White River Sees Second Call in History
Day two of the First Quarterly General & Enterprise meeting of 2023 began with a guest presentation from Erin Light, Division 6 Engineer, who joined the Board virtually to discuss water administration and updates from the Yampa/White/Green River Basin. Light focused mostly on the White River Basin, which generated headlines over the last month due to an historic call – only the second call ever in the history of Colorado’s administration.
Call on the White River
On December 1, 2022, the Rio Blanco Conservancy District placed the second-ever call on the White River at Taylor Draw Dam where the district holds a senior water right for power production.
“We’re curtailing all junior diversions upstream to try and meet the demand of the senior water right at Taylor Draw,” reported Light.
The water right at the dam’s power conduit is for 620 cfs for power generation, adjudicated in 1966, and the turbine’s maximum capacity is 700 cfs. Rio Blanco Conservancy District needs a minimum of 175 cfs to generate power and has struggled to do so in recent years during significant parts of the summer season.
A measuring device is required to place a call on the river, and Taylor Draw hosts a pressure sensor that records data every 15 minutes and sends daily updates to the Department of Water Resources (DWR) through their online portal.
Since the call was initiated, 16 cfs of mainly livestock water has been curtailed. For the rest of the winter into spring runoff, flows will start to increase, and once turbine capacity is exceeded, the call will come off. “It is my understanding the Rio Blanco Conservancy District wants this to be a continuous call,” said Light. “Once flows come back down, the peak has receded below turbine capacity, they want the call back on. When the call does come back on, it’s obviously going to look a lot different during irrigation season than it does right now.”
Division 6 Over-Appropriation
The neighboring Yampa River Basin, also in Division 6, recently earned an “over-appropriated” designation. Light opined that the same is in store for the White River – she believes it’s been over-appropriated for a while.
“More and more we’re seeing reduced flows in the summer rather than the tail ends of the year [below Coal Creek],” she said. “Chances are this basin is going to be named over-appropriated upstream of Taylor Draw.”
As of December 2022, the White River Basin in Division 6 has just over 400 structures without measuring devices. DWR recently had meetings with local conservation districts, who Light says were surprised by that number.

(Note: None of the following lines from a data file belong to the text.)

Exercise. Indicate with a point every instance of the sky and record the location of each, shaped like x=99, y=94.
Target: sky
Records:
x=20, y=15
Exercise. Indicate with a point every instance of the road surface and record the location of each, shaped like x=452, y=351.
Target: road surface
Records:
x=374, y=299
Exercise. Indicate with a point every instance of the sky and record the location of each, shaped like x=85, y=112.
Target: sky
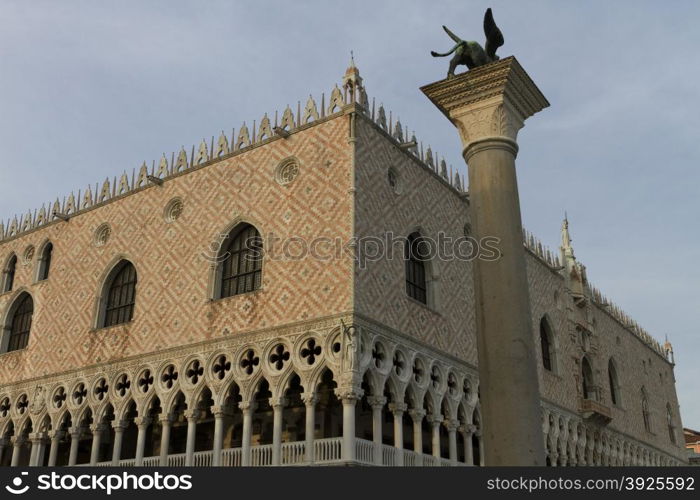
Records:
x=90, y=89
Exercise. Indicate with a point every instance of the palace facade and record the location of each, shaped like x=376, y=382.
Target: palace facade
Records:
x=264, y=300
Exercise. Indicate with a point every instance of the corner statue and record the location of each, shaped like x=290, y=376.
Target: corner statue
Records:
x=472, y=54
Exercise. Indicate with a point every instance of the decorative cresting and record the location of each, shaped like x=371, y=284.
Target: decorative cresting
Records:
x=491, y=101
x=488, y=105
x=287, y=171
x=102, y=234
x=407, y=370
x=177, y=163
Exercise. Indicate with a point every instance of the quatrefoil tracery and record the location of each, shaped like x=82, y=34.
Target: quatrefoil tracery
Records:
x=279, y=356
x=79, y=394
x=221, y=367
x=311, y=351
x=146, y=381
x=100, y=389
x=249, y=361
x=195, y=372
x=169, y=376
x=123, y=384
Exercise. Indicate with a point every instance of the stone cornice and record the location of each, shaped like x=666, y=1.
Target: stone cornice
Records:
x=505, y=79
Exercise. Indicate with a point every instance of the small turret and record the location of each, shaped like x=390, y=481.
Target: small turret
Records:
x=668, y=350
x=352, y=83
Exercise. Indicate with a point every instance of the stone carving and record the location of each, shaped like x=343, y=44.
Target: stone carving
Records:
x=310, y=111
x=472, y=54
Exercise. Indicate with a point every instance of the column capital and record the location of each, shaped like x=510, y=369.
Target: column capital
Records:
x=143, y=421
x=193, y=414
x=451, y=424
x=119, y=425
x=247, y=406
x=97, y=428
x=277, y=402
x=417, y=414
x=57, y=434
x=435, y=419
x=310, y=399
x=166, y=418
x=75, y=432
x=398, y=408
x=376, y=402
x=489, y=101
x=18, y=440
x=220, y=411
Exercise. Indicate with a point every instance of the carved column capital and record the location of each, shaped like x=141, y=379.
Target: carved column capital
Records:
x=376, y=402
x=417, y=415
x=398, y=408
x=488, y=102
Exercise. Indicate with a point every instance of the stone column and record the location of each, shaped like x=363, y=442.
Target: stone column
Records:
x=349, y=400
x=468, y=449
x=220, y=414
x=398, y=410
x=310, y=431
x=451, y=426
x=142, y=424
x=192, y=416
x=488, y=105
x=75, y=433
x=377, y=403
x=56, y=437
x=277, y=414
x=35, y=440
x=97, y=430
x=119, y=428
x=17, y=443
x=435, y=422
x=165, y=425
x=417, y=417
x=482, y=452
x=247, y=410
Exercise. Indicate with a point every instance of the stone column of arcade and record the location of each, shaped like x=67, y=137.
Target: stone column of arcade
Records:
x=488, y=105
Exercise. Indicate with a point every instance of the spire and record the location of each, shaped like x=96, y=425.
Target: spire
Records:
x=668, y=349
x=566, y=247
x=352, y=83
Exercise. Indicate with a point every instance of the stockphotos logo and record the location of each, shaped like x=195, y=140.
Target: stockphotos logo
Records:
x=17, y=488
x=104, y=482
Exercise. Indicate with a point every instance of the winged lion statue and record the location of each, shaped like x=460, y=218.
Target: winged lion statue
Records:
x=471, y=53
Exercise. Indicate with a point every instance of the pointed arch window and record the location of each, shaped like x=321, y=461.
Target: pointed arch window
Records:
x=21, y=323
x=9, y=274
x=415, y=257
x=45, y=262
x=671, y=427
x=587, y=379
x=241, y=269
x=546, y=344
x=645, y=411
x=613, y=383
x=120, y=295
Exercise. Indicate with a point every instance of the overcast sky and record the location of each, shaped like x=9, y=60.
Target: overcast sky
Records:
x=89, y=89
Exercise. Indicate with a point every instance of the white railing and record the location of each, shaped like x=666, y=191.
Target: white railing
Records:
x=232, y=457
x=364, y=451
x=203, y=458
x=327, y=450
x=389, y=455
x=176, y=460
x=410, y=458
x=293, y=453
x=261, y=455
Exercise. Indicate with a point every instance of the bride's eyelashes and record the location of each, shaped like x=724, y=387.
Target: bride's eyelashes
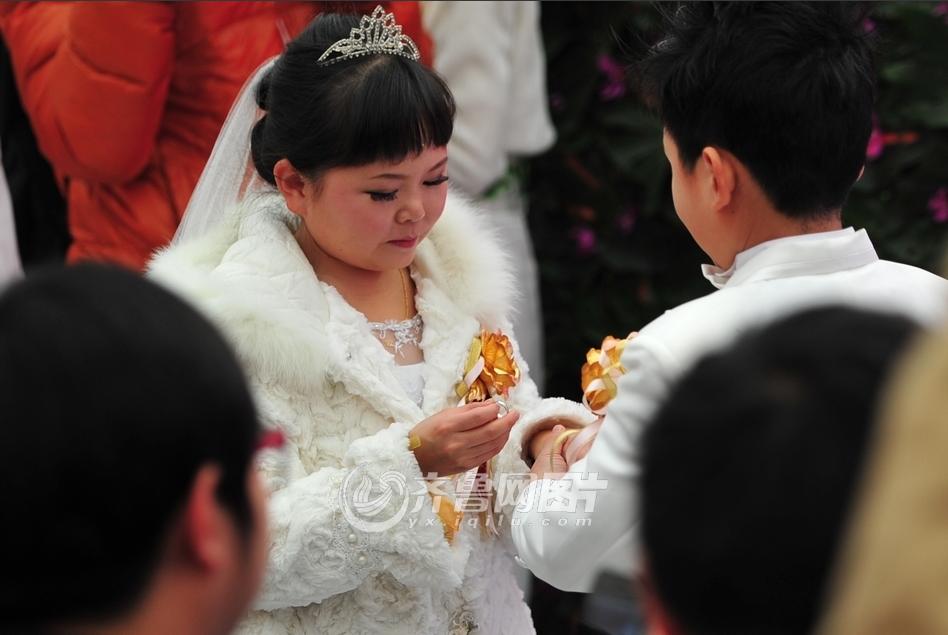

The opportunity to file protests regarding the new measurement rules ended on December 31, 2022. Light mentioned they received seven (7) protests, but of those only two had substantive comments. The rest were entities wanting to just keep tabs on/be involved in the process.
“Our attorneys are reaching out to each of these protests to enter into stipulations with each,” she said. She hopes the five without substantive comments will come to a resolution quickly.